“Well then, shove me ashore, somewhere.”
“That is talking nonsense!” said Skelton.
Ratcliffe had risen and was leaning over the rail beside the other. His eyes were fixed on the Sarah Tyler, the disreputable Sarah, and as he looked at her Jude and Satan suddenly seemed to him real live free human beings and Skelton as being not entirely alive nor, for all his wealth, free.
It was Skelton who gave the Tylers a nimbus, extra color, fascination, especially Jude. There was a lot of fascination about Jude, even without the background of Skelton.
“It’s not talking nonsense a bit,” said he, “and, if you can trundle along the rest of the cruise alone, I’ll drop you here.”

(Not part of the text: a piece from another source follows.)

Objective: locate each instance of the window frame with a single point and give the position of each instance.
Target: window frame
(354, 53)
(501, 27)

“Drop you on this island?”
“No—I’d like to go for a cruise with those chaps—I mean that chap in the mud barge over there. He asked me, any time I wanted to.”
“Are you in earnest?”
“Of course I am. It would be no end of a picnic, and I want to shove round these seas. I can get a boat back from Havana.”
Skelton felt that this was the washerwoman of Barbados over again,—irresponsibility—bad form. He was, under his courteousness as a host, heartily sick of Ratcliffe and his ways and outlook. A solitary by inclination, he would not at all have objected to finishing this cruise by himself. All the same, he strongly objected to the idea just put before him.